What is Portfolio risk and how can you assess it ? Read all about it in our article on the TejiMandi blog.

Assume, for instance, that an individual is presented with two assets – A and B that provide a 5% annual return. Now, asset B is comparatively more volatile than asset A. Here, MPT suggests that the individual will choose asset A over B as the risk is on the lower arena for similar returns.

Now, the next question could be – what level of diversification is optimum such that risk is minimized and returns are maximized?

What is diversification of portfolio? How does it help with achieving investment goals? Read in our article on the TejiMandi blog.

This can be done through what is popularly known as the ‘Efficient Frontier.’

Efficient Frontier is a graphical representation of various combinations of risk and return of different securities. For every level of risk, a return can be calculated or vice versa.

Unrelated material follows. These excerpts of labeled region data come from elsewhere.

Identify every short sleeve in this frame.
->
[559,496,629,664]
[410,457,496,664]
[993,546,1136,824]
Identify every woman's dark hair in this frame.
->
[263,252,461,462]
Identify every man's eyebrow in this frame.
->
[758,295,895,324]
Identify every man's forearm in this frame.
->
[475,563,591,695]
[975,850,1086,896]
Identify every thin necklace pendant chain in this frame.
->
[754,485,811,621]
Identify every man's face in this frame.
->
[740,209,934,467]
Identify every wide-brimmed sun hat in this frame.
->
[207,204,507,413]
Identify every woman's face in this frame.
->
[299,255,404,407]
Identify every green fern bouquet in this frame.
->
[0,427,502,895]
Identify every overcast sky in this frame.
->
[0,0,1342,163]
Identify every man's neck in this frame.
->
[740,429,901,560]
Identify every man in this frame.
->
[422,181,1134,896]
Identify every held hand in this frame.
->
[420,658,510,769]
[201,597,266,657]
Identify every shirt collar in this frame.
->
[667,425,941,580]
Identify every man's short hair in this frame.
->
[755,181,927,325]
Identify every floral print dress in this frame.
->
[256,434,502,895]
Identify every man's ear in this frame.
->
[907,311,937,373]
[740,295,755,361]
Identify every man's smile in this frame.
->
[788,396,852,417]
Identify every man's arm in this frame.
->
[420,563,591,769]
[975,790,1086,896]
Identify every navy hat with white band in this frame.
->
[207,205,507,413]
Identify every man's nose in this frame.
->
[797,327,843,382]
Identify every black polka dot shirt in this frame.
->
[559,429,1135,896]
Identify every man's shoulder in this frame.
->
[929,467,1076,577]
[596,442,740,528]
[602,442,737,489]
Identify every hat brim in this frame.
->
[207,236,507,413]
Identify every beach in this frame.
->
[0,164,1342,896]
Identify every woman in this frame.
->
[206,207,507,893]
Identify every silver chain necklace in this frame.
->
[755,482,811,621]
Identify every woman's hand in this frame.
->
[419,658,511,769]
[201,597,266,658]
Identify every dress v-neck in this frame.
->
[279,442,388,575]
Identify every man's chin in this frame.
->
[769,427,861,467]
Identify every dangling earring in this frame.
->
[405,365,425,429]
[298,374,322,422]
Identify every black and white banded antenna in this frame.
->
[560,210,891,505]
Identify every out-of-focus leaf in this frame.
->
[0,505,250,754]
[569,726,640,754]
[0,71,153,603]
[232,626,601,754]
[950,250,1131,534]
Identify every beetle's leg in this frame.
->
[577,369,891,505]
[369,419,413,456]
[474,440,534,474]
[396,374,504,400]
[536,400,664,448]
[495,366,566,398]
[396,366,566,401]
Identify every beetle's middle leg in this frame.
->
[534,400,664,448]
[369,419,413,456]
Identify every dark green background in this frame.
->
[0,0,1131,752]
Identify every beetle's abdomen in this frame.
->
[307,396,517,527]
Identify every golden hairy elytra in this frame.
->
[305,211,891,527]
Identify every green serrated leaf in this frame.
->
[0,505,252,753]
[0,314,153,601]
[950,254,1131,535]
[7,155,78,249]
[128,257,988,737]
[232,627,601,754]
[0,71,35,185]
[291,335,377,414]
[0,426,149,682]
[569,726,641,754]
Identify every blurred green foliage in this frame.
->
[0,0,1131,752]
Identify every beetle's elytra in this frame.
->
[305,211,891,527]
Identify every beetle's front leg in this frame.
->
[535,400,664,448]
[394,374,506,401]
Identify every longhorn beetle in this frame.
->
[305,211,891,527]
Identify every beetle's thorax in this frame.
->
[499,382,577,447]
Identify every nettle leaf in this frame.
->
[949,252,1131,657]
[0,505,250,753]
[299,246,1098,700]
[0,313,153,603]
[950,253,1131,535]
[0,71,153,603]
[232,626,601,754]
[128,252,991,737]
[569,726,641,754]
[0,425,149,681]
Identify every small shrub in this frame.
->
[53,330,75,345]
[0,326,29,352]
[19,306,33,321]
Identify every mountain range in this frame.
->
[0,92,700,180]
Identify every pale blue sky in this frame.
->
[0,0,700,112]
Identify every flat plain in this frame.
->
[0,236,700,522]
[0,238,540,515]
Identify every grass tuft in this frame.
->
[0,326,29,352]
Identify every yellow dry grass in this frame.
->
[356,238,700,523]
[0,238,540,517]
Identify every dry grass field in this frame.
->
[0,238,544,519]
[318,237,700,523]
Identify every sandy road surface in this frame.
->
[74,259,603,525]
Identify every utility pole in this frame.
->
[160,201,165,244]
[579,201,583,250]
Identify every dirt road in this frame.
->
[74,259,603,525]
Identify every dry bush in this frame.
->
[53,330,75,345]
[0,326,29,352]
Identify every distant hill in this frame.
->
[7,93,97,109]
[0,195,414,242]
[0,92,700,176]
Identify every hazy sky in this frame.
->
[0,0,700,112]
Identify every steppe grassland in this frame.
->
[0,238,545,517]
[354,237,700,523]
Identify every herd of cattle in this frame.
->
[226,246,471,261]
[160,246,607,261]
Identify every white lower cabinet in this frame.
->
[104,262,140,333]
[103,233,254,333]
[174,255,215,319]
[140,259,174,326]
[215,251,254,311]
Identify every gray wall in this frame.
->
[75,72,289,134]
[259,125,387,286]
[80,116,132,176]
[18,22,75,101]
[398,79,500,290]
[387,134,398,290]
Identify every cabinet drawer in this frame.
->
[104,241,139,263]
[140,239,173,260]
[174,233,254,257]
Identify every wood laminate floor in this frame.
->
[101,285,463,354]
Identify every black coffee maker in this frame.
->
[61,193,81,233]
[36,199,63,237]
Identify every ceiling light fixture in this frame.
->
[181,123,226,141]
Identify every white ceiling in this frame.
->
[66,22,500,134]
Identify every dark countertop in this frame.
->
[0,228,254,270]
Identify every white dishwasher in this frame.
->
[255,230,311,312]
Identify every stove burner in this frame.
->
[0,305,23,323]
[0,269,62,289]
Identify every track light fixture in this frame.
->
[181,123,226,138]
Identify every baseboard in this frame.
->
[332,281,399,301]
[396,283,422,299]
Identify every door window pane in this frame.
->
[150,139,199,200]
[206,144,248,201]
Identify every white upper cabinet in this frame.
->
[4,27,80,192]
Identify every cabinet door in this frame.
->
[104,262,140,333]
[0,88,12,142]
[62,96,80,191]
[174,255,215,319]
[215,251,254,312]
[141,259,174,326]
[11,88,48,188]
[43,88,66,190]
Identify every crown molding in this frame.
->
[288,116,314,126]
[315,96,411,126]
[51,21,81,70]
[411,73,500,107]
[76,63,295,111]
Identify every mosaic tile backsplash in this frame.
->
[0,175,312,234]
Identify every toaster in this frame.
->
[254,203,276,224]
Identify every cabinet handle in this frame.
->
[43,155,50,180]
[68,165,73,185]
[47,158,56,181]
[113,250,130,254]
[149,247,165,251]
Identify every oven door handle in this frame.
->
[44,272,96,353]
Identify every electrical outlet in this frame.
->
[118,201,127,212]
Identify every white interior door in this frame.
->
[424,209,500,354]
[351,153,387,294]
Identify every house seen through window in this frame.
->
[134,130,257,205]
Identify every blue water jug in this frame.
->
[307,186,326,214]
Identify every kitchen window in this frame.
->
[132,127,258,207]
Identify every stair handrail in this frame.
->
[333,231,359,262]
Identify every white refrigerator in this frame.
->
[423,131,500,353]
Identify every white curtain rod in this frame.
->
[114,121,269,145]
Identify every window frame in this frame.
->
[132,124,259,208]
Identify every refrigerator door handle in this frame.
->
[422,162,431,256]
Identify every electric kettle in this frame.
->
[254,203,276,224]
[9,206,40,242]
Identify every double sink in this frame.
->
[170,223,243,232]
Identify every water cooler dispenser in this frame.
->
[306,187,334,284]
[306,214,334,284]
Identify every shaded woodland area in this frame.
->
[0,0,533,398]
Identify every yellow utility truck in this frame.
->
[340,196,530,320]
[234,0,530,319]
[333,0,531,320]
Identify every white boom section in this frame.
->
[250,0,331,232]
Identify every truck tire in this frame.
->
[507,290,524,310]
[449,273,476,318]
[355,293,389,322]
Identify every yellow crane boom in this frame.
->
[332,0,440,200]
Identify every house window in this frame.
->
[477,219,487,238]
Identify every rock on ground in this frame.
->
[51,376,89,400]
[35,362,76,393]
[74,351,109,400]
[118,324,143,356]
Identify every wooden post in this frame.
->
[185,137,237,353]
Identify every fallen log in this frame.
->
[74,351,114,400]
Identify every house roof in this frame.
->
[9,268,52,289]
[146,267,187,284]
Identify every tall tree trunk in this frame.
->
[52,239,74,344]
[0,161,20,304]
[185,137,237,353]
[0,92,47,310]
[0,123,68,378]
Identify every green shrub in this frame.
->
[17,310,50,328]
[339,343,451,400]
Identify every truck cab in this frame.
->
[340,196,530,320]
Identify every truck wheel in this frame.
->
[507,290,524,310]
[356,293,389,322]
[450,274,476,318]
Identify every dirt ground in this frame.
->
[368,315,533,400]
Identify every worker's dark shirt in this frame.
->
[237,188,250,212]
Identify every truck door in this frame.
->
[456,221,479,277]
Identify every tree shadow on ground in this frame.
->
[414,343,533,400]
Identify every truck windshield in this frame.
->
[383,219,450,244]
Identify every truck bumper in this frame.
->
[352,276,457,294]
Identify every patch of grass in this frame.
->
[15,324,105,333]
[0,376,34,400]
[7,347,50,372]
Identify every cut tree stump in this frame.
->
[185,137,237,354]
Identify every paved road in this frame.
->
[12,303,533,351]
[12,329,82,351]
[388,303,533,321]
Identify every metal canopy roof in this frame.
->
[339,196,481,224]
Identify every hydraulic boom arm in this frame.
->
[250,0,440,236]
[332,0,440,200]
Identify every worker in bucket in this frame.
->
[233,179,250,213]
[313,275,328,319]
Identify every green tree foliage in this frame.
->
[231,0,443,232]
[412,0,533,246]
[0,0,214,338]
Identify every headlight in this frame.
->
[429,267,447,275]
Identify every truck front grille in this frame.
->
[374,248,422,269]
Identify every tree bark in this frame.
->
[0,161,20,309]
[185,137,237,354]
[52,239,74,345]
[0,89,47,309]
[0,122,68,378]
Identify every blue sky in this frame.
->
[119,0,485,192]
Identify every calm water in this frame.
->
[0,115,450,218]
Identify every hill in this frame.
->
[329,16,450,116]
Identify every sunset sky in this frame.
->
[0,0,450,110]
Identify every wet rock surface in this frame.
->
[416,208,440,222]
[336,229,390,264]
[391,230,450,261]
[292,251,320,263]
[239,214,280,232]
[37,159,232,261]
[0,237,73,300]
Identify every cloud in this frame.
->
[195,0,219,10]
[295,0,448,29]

Now, any portfolio that falls below or above the frontier line is considered suboptimal because it may either be carrying too much risk or may have lesser returns.

Look at the graph below to have a better understanding.

The portfolios on the right have a higher degree of risk compared to others. Portfolios above the line are considered optimum as they have the highest return for a given risk.

Efficient Frontier depicts the importance of diversification. However, the MPT may depend on several factors like time horizon, investment period, income, etc. Also, this theory is biased toward the assumption that the variance of return is an accurate measure of risk. The variance can be attributed to various factors and thus become a huge limitation of this theory.

Countering this, Brian M.Rom and Kathleen Ferguson introduced the Post Modern Portfolio Theory (PMPT).

Post-modern portfolio theory

Rom and Ferguson, both software engineers, noticed significant limitations in MPT theory that heavily depended on standard deviation and variance to measure risk. Both engineers wrote a paper in 1993 introducing the post-modern portfolio theory to the world, which is considered a paradigm shift in the framework of portfolio management.

This theory employs an advanced version of Sharpe’s ratio (used in MPT)called the Sortino ratio. The Sortino ratio takes into account the downside deviation (focus on returns falling below the minimum acceptable threshold) or negative returns. The PMPT uses the standard deviation of these negative returns to measure risk against MPT, which uses the standard deviation of all returns to quantify risk.

While MPT may be considered passive in today’s time, PMPT is a more active approach wherein investors seek more than just normal returns on considered risk. PMPT completely redefines risk by considering downside risk and downside deviations (maximum level to which an asset price can drop by).

Want to know more about standard deviation and its importance to investment planning? Check out our article titled What is Standard Deviation? on the TejiMandi blog.

Modern portfolio theory v/s post-modern portfolio theory

The difference between the above-mentioned theory calls for an interesting debate. While these theories are considered opposites, a closer look may break the same myth. It is always to be remembered that PMPT theory is an extension and modified version of the MPT. It does not negate the MPT as wrong or ineffective. PMPT aims to address the shortcomings of the MPT and provide an accurate risk-return analysis.

The most significant difference between the two theories is their approach to risk. Both theories define and employ risk differently. While MPT uses variance, standard deviation, Sharpe’s ratio, and other similar statistical tools to measure risk, PMPT replaces them with downside deviation, and Sortino ratio to quantify the same.

Conclusion

Modern portfolio theory is the key foundation of various financial institutions and schemes globally. The theory stresses diversification as a key factor to achieve optimum risk-return portfolios. However, with dynamic changes in the investing world, the theory was revamped as post-modern portfolio theory, which redefined risk, thus also redefining returns. PMPT may be considered an extended and better-defined version of MPT. Both theories run on several assumptions which need to be accounted for before arriving at a conclusion.